Name		Name	Last commit message	Last commit date
Latest commit History 3 Commits
input		input
output		output
src		src
Readme.txt		Readme.txt

Repository files navigation

Link for dataset : https://www.kaggle.com/currie32/crimes-in-chicago
Link for the project : https://webpages.uncc.edu/gjanapar/CloudProject.html

We have implemented the following algorithms on the Chicago Crime data for the years 2008 to 2010. All algorithms are implemented in pyspark.
Since the file is read as comma seperated values, we have to remove commas if there are any inside each column data.
In our data, Description and Location Description columns have those type of values. So remove commas by finding and replacing them with space in excel.
-------------------------------------------------------------------------------------------------------------------------------------------------------------------
1)K-value from elbow method:

Initially for calculating the K value in kmeans clustering we used "Within Set Sum of Squared Error" method.
In this method we plot the output error values and see where the elbow is and k-value at elbow is the final k-value.

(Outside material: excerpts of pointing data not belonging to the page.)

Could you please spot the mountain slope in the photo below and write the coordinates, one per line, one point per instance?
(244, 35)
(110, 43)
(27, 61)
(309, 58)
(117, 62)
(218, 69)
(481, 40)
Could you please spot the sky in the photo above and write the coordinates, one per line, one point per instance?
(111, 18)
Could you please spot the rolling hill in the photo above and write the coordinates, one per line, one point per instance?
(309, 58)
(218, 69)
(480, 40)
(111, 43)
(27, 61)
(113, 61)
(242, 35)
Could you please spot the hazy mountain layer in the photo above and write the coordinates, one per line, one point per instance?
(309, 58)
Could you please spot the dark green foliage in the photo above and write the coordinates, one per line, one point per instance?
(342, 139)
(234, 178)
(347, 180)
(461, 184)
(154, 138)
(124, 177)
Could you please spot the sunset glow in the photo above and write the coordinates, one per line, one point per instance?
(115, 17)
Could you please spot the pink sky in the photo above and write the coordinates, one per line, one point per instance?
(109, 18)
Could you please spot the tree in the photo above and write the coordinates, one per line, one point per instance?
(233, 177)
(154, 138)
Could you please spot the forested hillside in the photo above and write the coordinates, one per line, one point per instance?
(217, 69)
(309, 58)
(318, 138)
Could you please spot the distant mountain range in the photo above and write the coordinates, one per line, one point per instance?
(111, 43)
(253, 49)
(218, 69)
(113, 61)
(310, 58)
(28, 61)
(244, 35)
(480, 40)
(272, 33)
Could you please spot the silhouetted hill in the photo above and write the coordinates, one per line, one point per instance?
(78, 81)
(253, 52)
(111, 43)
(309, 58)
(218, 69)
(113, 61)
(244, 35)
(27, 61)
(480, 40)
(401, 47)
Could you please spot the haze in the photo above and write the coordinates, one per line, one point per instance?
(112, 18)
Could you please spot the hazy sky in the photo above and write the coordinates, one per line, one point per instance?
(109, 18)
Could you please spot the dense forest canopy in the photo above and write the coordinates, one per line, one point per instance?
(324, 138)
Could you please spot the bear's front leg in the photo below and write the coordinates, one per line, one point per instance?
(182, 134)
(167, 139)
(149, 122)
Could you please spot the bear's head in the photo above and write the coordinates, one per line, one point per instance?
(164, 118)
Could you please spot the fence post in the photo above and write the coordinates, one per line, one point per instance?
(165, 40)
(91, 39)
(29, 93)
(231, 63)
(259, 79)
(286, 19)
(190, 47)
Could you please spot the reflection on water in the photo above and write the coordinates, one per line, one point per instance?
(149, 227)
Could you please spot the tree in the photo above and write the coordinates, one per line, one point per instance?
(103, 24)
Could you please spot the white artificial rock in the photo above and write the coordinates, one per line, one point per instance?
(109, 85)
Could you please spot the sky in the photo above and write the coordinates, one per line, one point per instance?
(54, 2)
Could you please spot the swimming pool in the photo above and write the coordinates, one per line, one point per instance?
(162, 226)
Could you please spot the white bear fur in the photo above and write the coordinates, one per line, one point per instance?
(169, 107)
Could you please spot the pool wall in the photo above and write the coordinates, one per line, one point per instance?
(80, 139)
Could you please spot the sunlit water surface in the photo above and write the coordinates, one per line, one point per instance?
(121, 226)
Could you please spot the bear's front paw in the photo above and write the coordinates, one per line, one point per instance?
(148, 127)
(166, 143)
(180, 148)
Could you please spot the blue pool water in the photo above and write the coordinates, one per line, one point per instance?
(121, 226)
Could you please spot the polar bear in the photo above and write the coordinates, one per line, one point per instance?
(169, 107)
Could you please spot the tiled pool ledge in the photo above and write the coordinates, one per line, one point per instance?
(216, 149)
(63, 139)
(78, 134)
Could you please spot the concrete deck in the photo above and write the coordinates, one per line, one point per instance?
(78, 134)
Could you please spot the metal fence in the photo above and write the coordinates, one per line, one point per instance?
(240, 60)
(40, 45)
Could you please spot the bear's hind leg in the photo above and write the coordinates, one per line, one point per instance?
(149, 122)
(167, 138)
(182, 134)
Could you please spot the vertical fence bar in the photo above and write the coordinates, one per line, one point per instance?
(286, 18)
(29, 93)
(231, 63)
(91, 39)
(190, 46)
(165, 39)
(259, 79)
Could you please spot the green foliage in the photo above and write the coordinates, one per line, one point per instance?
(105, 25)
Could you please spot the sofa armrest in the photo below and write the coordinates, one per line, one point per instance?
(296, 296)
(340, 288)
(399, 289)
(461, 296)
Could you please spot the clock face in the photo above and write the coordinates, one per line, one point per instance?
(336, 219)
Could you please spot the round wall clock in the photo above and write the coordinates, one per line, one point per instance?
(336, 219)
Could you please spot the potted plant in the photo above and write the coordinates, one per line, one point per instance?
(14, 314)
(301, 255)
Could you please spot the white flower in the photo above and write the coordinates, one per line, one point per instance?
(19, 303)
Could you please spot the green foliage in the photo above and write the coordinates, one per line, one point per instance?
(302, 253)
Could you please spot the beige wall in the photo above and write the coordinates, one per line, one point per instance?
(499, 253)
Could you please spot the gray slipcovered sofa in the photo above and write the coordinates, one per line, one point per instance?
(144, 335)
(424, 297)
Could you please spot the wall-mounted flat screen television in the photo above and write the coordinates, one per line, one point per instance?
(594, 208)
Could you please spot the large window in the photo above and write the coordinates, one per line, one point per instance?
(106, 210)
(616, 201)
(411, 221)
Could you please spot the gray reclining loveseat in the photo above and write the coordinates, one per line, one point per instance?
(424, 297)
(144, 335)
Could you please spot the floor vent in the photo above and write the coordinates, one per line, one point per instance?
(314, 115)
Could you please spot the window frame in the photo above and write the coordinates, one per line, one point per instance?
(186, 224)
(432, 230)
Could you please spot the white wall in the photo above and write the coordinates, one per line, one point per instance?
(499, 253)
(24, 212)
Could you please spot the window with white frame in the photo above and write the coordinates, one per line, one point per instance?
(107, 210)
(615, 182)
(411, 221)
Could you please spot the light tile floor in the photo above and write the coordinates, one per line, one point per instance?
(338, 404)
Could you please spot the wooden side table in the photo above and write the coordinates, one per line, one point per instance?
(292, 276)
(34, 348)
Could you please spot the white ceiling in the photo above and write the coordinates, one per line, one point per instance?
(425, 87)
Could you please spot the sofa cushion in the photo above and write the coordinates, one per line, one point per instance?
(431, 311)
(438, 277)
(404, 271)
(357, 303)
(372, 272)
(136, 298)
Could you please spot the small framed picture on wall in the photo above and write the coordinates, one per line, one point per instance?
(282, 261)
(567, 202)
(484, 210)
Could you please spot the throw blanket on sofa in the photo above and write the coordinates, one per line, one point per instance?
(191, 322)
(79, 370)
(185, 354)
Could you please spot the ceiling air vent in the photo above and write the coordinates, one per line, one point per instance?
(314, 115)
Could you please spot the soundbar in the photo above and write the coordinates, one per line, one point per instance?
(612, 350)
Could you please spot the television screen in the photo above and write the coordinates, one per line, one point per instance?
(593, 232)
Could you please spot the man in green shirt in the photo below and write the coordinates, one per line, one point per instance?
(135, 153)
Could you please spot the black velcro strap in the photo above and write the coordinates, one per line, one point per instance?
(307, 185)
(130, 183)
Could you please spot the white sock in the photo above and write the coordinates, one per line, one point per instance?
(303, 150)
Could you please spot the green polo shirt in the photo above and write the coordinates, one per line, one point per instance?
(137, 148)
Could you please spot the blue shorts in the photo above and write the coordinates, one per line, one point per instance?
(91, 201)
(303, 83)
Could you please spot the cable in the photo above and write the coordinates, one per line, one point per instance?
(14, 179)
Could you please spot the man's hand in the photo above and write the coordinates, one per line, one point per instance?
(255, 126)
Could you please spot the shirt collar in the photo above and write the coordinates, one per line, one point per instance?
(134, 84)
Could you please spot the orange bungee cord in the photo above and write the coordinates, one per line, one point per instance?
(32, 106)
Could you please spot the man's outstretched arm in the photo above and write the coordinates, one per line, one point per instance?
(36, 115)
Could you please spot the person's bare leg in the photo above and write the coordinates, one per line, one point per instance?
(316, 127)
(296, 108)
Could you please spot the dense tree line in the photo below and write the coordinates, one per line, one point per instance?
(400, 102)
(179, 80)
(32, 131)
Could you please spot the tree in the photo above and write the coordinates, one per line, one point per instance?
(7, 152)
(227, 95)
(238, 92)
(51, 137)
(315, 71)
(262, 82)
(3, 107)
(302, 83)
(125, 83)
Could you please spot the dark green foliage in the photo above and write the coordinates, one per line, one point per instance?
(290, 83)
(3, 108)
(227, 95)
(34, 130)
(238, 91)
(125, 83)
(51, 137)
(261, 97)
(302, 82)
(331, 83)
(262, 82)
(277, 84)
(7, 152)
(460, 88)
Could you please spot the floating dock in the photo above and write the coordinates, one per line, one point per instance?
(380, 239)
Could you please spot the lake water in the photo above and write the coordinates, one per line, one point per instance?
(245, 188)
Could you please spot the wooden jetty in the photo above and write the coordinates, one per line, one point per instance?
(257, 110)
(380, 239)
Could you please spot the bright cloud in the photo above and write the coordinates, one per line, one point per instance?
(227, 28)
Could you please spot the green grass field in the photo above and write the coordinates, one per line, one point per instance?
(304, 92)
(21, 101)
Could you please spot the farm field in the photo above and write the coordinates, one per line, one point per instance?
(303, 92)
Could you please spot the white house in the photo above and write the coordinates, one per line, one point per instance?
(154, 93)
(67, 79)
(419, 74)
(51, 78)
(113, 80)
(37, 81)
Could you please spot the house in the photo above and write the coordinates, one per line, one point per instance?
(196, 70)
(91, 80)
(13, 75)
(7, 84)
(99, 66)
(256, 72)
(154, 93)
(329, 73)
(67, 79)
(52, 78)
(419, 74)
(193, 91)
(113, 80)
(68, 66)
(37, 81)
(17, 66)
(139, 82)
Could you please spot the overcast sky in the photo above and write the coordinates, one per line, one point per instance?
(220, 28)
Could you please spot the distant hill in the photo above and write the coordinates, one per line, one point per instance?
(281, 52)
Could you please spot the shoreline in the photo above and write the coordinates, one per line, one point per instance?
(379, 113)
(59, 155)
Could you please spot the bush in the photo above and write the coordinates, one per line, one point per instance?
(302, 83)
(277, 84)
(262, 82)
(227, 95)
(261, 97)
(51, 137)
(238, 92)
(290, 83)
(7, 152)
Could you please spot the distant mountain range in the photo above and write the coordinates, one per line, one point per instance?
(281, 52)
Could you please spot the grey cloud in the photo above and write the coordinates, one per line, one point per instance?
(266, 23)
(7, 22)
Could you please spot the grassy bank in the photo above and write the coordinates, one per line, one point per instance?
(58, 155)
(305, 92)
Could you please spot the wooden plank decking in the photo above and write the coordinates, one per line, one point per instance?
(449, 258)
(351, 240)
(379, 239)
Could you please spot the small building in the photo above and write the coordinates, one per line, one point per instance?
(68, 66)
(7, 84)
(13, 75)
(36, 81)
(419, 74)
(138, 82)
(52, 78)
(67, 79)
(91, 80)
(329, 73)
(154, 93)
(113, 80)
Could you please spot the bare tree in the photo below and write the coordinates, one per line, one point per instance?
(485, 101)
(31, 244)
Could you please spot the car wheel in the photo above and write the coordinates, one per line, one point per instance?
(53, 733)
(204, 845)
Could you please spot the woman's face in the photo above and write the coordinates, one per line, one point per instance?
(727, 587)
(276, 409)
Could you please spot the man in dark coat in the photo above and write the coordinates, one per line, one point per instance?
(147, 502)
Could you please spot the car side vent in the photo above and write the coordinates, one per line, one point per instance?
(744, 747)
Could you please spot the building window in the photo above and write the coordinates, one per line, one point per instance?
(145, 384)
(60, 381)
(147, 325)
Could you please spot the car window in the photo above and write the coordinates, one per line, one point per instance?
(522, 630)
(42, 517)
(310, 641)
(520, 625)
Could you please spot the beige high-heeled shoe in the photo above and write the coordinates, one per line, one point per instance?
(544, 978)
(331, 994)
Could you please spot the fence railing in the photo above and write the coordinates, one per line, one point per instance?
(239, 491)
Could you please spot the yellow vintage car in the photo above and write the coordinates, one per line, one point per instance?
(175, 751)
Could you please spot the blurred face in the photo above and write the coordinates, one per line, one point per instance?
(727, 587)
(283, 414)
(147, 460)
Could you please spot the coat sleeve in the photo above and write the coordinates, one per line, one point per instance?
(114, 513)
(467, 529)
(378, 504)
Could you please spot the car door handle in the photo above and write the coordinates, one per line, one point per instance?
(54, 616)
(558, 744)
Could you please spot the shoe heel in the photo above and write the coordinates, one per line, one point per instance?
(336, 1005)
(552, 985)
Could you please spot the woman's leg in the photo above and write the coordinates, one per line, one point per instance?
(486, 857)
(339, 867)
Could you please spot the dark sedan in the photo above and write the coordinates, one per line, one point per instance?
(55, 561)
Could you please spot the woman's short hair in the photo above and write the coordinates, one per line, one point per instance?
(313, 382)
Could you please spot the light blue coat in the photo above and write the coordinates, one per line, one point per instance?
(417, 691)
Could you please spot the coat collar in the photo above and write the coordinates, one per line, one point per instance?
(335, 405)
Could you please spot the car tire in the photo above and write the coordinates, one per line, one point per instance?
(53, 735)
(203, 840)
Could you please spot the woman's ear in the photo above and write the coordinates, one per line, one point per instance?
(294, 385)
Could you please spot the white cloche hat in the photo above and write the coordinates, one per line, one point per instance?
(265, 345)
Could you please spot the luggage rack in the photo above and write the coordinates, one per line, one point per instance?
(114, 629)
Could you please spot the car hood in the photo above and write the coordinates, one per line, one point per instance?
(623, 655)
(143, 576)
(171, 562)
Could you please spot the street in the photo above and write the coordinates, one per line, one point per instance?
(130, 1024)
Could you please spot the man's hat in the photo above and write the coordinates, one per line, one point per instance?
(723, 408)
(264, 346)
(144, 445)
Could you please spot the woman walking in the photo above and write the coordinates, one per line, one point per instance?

The following are the commands used:

--Connect to cluster.
	 ssh -X <cluster-link> -l <username>
	
--Put the files related to calculate k-value in dsba hadoop cluster from virtual machine.
	scp -v -r <path of file in virtual machine> <username>@<cluster-link>:<path to place file in cluster>
	
--Now put input file in hdfs from cluster.
	hadoop fs -put <input file path in local system> <hdfs input path>	

--Next run kFromElbowMethod.py using following command.
	spark-submit <program name or full path of that program> <inputdatafile path>
	
--The output is printed as array of values in the command line itself. Those can be used for plotting graph.	
----------------------------------------------------------------------------------------------------------------------------------------------------------------
2)K means Clustering:

--Put the files related to calculate k-means clustering in dsba hadoop cluster from virtual machine.
	scp -v -r <path of file in virtual machine> <username>@<cluster-link>:<path to place file in cluster>
	
--The input file is same as above(Chicago_Crimes_2008_to_2010.csv).	

--Next run kmeansClustering.py using following command.
	spark-submit <program name or full path of that program> <inputdatafile path>

--The output is written to folder named kmeansOutput. We can move from hdfs to local folder of dsba hadoop cluster using the following command:
	hadoop fs -get <hdfs output path> <path to store the output file in cluster>
--The whole folder is moved to local folder.
--Now move that into local machine using following command.
	scp <username>@<cluster-link>: <file path in cluster>
	
--The output of K-means is written to multiple files but in the same order as given input.
-------------------------------------------------------------------------------------------------------------------------------------------------------------------
3)Preprocessing data for Naive Bayes:

--Put the files related to Naive Bayes preprocessing in dsba hadoop cluster from virtual machine.
	scp -v -r <path of file in virtual machine> <username>@<cluster-link>:<path to place file in cluster>

--The input file is same as above(Chicago_Crimes_2008_to_2010.csv).	

--Next run processedDataNB.py using following command.
	spark-submit <program name or full path of that program> <inputdatafile path>
	
--The output is written to folder named kmeansOutput. We can move from hdfs to local folder of dsba hadoop cluster using the following command:
	hadoop fs -get <hdfs output path> <path to store the output file in cluster>
--The whole folder is moved to local folder.
--Now move that into local machine using following command.
	scp <username>@<cluster-link>:<file path in cluster>
	

--This returns the filtered values.
----------------------------------------------------------------------------------------------------------------------------------------

4)Naive Bayes:

--The output from kmeans clustering and naive bayes preprocessing are merged and given as input.

--Put the files related to Naive Bayes in dsba hadoop cluster from virtual machine.
	scp -v -r <path of file in virtual machine> <username>@<cluster-link>:<path to place file in cluster>

--Put the input files in hdfs from cluster. 	
	hadoop fs -put <input file path in local system> <hdfs input path>
	
--Next run NaiveBayes.py using following command.
	spark-submit <program name or full path of that program> <CrimeType>

--The output is printed in the command line itself. We get the probabilities in descending order for the top 10 clusters.